Having established the role of the gods in directing the course of human lives, it follows that fate and destiny play an important role in Odysseus’s narrative, directing the course of events as they unfold. However, men as well as gods are subject to fate. Odysseus spends the story trying to reach home, but must endure many hardships and wander for many years before he attains his homecoming, which the novel defines as his fate. As such, in the Land of the Dead, the prophet Tiresias of Thebes is able to tell Odysseus of some of the dangers he must face before coming home to Ithaca. He also explains how Odysseus may be able to “escape the fate of your men” (35), who have died on the journey, and warns him:

I see a lone homecoming in a stranger’s ship to a house full of strife and sorrow. Proud men are laying waste your possessions and pressing marriage upon your wife, Penelope, who believes you long since lost to her (35).

Tiresias also informs Odysseus that even after he reaches Ithaca he is fated to undergo further wanderings before he can settle down, as Odysseus reveals to Penelope at the end of the story:

[T]he soul of Tiresias had foretold to him, in the realm of Hades, that one day, before he finally came to rest in his own home, he must take an oar over his shoulder, and set out again on his voyaging: a land voyage this time, wandering through strange lands from city to city until he met some man who had never seen the sea or a ship and mistook the oar for a winnowing fan (108-09).

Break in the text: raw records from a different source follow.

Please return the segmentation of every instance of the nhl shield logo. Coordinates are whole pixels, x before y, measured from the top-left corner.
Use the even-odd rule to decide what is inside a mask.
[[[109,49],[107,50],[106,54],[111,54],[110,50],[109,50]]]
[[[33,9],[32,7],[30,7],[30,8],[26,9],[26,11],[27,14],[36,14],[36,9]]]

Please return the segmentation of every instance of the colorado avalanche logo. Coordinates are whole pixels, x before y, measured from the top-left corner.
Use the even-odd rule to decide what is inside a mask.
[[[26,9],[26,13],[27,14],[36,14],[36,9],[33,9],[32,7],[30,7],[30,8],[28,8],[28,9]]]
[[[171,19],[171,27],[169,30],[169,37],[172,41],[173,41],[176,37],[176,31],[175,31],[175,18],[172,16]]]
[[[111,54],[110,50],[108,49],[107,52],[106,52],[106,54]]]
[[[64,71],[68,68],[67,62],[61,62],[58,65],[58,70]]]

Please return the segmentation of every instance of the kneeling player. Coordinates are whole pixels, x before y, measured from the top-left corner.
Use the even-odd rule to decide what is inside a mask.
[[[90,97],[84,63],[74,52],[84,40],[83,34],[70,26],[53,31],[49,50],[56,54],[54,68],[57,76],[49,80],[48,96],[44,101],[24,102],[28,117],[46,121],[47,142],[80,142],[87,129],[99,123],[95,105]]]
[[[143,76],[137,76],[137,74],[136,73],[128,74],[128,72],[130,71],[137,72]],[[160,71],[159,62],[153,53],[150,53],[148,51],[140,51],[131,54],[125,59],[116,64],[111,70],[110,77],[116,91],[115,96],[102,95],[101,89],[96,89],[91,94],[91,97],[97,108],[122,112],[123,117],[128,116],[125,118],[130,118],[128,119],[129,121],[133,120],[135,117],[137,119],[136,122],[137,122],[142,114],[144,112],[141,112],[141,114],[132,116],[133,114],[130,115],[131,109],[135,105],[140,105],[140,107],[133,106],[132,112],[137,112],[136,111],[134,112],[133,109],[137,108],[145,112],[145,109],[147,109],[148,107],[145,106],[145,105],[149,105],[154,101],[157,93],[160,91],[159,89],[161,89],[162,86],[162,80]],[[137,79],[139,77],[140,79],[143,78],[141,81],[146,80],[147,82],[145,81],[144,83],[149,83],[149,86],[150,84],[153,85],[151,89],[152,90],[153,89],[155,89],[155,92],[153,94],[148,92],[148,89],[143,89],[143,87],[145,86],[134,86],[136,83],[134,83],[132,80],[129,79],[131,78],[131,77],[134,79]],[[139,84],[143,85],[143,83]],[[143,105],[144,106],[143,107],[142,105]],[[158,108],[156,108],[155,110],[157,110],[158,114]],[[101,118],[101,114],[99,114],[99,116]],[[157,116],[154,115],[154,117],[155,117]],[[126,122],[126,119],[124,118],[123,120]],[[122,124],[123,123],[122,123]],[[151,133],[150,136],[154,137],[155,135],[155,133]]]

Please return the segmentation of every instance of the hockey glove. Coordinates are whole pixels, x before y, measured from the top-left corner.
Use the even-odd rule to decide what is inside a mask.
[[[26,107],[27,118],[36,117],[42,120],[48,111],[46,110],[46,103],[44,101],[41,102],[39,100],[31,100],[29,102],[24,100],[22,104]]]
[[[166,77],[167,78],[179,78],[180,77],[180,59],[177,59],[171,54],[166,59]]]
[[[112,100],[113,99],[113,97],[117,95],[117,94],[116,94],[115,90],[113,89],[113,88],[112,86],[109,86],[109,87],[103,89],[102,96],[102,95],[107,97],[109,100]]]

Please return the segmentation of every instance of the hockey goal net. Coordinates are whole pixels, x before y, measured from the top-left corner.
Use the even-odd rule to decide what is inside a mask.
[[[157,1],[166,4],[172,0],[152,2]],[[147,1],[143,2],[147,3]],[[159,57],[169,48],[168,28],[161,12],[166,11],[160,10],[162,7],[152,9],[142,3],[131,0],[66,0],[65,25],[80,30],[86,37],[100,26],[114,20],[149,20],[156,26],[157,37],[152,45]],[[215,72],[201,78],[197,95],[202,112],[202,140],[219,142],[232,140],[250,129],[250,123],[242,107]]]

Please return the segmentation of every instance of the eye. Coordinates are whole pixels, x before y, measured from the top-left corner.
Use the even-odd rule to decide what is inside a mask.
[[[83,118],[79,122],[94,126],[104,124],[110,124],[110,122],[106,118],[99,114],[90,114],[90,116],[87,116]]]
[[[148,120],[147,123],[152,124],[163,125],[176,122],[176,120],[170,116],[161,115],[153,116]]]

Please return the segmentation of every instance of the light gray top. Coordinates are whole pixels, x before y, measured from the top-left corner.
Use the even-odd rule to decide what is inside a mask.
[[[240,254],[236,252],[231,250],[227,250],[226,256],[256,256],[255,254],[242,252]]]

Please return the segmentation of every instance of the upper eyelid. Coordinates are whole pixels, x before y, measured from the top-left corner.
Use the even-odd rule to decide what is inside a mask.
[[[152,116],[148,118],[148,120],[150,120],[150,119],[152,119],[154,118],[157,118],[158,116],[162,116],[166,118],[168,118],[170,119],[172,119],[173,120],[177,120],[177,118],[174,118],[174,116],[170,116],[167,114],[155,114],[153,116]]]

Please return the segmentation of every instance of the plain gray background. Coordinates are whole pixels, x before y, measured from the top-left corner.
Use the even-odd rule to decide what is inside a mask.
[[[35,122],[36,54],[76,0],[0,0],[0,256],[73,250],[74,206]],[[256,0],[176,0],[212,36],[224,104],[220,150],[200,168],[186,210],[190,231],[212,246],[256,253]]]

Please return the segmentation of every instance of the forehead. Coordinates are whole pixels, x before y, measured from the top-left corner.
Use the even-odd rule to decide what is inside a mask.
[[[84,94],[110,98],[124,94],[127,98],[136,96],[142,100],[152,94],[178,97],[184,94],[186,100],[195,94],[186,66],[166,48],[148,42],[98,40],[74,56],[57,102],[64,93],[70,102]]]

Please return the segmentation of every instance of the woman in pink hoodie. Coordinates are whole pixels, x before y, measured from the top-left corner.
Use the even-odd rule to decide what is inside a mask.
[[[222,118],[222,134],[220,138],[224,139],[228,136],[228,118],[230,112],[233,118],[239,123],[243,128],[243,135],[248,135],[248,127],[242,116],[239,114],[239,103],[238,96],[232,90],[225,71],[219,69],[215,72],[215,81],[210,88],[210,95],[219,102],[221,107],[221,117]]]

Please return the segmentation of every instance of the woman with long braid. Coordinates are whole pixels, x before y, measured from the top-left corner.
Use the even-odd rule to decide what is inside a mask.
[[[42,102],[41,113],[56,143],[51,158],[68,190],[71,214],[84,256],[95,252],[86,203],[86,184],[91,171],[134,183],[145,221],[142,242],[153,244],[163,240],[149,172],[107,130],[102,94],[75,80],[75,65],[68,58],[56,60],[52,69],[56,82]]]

In the world of Odysseus, then, everything is preordained. Odysseus’s fate is to wander far and wide before he can rest, but Poseidon must also bow to fate eventually and forgive Odysseus. The strange mood that comes over the suitors—interpreted by the seer as a sign of their imminent destruction—seems to come from the gods themselves, suggesting that the suitors are not in control of their actions, and that nobody, whether human or god, can escape the pull of fate.

However, to some extent, fate coexists with personal responsibility. Odysseus must choose on several occasions to continue his journey and embrace further hardships even when it would be easier for him to settle down elsewhere and forget about his homecoming. The suitors, similarly, seal their fate through their own bad behavior, which makes it necessary for Odysseus to kill them all to complete his heroic quest.